Saturday, March 6, 2021

Whistling Swan

The tundra swan is sometimes considered to include two species, the whistling swan and Bewick's swan, but they are usually regarded as subspecies. The plumage of the whistling swan is all white and it has black legs and feet, and a black bill with a thin salmon/pink streak running along the mouthline and a small yellow spot on the black facial skin near the base of the bill in front of the eye (although it is often hard to see or absent). 



Swans that have lived near bog lakes with large amounts of iron ions get head and neck plumage that has a golden or rusty hue. Color variations are common with pink instead of yellow or black, or more or less yellow. 

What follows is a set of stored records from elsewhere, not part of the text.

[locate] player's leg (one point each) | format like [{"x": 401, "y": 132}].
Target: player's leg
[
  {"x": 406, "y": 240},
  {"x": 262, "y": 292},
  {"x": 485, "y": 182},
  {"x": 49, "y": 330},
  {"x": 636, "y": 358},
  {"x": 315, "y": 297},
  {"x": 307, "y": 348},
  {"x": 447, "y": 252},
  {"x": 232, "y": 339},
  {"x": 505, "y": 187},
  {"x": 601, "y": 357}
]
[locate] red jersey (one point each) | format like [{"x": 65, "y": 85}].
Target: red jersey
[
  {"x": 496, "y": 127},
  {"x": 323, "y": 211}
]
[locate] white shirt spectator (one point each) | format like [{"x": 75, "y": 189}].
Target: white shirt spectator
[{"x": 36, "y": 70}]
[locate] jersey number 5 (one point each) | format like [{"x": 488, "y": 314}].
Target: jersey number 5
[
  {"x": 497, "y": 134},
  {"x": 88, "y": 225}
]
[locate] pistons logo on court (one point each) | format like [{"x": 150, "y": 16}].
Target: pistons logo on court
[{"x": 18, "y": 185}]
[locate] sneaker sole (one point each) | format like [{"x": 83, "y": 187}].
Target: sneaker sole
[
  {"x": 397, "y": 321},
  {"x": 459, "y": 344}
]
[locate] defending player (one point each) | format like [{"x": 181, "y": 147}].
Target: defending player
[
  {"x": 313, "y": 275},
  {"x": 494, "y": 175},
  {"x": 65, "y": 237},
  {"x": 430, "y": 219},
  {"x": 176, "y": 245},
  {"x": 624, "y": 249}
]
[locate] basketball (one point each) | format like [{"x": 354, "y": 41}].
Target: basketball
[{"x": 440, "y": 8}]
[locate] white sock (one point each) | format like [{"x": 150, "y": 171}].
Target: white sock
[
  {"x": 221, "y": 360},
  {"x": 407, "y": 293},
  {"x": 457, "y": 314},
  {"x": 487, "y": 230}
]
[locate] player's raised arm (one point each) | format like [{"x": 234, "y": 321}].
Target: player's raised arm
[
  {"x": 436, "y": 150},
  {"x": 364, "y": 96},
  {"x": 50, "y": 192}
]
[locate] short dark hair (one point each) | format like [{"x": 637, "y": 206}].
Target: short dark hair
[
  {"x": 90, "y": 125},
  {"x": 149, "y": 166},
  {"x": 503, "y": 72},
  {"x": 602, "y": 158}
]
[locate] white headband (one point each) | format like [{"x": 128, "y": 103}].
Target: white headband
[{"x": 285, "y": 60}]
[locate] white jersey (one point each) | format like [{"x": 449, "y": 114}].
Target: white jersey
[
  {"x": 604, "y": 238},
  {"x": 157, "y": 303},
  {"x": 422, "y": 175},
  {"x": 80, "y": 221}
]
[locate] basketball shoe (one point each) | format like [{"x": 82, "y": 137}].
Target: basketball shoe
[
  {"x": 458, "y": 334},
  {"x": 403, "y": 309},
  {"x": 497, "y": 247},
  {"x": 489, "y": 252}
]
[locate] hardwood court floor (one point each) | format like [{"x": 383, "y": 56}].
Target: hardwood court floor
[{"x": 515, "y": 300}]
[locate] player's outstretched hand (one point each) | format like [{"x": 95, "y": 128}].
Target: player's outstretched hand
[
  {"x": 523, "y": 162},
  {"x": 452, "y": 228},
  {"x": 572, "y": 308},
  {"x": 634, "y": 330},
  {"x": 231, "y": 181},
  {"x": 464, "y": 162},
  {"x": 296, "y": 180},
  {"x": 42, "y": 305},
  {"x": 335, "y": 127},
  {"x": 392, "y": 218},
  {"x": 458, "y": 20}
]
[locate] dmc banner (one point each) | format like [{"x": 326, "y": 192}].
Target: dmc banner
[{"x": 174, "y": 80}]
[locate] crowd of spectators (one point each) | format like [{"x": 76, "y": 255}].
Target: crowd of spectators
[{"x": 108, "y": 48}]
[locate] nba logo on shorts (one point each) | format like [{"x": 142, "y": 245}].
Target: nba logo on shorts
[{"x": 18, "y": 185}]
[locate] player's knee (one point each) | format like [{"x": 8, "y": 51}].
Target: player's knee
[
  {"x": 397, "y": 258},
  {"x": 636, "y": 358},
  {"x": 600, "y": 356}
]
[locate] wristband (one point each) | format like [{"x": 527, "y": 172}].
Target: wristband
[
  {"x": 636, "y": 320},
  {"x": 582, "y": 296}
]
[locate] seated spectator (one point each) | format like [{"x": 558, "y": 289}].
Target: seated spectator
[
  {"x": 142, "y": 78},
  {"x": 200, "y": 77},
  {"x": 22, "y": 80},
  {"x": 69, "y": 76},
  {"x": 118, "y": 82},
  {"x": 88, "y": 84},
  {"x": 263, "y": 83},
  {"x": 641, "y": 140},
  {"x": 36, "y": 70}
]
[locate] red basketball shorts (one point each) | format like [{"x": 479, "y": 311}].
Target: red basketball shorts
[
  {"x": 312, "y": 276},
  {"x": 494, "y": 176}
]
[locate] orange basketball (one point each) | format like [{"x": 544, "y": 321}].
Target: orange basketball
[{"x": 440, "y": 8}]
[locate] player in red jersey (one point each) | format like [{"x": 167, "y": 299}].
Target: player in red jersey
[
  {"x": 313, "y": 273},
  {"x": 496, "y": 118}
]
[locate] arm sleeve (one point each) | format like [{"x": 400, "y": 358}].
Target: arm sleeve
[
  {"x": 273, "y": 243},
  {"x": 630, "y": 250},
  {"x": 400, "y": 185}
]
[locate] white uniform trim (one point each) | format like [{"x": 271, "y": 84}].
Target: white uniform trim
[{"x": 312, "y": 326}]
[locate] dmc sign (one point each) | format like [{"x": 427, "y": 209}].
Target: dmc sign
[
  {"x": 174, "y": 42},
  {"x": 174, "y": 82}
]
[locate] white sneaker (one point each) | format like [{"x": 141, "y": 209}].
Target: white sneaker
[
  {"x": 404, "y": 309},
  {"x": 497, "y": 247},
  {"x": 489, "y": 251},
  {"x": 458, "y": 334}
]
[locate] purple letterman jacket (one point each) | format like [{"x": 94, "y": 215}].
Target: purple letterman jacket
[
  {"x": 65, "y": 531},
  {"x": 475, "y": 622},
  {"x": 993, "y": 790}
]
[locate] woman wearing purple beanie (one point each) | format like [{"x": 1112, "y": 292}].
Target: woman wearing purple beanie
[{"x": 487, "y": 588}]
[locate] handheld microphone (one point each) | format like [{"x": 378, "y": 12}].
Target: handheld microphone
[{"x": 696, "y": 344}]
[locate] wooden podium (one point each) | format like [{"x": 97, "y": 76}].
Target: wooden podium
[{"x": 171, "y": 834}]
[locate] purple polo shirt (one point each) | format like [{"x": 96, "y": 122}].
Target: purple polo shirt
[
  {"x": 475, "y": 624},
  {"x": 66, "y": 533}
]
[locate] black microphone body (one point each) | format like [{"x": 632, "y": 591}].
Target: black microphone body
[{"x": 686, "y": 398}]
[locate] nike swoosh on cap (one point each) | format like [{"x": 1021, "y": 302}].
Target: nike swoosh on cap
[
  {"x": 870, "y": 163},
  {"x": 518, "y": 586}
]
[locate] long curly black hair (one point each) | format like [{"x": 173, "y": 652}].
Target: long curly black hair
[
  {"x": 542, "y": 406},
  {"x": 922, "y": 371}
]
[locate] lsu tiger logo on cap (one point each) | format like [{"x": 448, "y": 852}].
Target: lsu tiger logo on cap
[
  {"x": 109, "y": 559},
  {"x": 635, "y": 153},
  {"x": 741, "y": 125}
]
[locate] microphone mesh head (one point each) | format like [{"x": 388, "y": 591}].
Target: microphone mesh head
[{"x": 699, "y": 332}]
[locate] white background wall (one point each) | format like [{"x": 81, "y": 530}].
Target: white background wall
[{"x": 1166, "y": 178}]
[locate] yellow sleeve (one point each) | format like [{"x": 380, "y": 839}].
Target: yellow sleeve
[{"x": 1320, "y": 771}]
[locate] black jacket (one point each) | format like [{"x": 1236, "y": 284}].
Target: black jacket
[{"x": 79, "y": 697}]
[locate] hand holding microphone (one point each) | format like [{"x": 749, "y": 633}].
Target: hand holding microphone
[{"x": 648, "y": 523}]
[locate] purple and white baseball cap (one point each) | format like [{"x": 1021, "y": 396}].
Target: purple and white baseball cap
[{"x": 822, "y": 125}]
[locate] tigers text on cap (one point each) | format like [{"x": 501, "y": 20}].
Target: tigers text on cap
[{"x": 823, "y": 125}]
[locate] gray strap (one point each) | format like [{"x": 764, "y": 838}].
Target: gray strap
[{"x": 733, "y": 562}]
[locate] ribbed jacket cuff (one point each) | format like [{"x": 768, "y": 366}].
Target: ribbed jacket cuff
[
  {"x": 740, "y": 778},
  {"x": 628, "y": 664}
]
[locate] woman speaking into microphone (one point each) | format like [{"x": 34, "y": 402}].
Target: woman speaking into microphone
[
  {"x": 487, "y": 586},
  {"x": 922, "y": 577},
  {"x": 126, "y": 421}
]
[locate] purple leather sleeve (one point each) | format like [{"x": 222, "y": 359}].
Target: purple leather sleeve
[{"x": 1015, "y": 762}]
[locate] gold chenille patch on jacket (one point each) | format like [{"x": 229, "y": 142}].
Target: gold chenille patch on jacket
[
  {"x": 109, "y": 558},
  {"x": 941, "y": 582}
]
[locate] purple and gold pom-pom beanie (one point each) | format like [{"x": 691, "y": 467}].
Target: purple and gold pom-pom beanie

Immature birds have some dull gray feathering, mostly on the head and upper neck and bills that are mostly pink with a black tip and base and dark gray feet with a pinkish hue. 
They leave for their breeding grounds in the coastal plains of Alaska and Canada by mid-March and arrive by late May. They leave for their winter grounds about October and arrive in November and December. Western Alaska birds winter along the Pacific coast down to California, some moving inland into the Central Valley  as far east as Utah and as far south as Texas and northern Mexico. Those breeding along the Arctic Ocean winter on the Atlantic coast, mainly from Maryland to South Carolina, but some as far south as Florida.  
There were an estimated 170,000 in 1990, but seem to be declining slowly in the west, but increasing somewhat in the east. 
I saw whistling swans at the Bear River Migratory Bird Refuge in northern Utah last weekend, a first for me. Their large black feet stand out as they waddle around and seem particularly beneficial on the ice. 


They are beautiful in flight. 


1 comment:

  1. Your penultimate photo is spectacular. What I want to know is did you hear them whistle?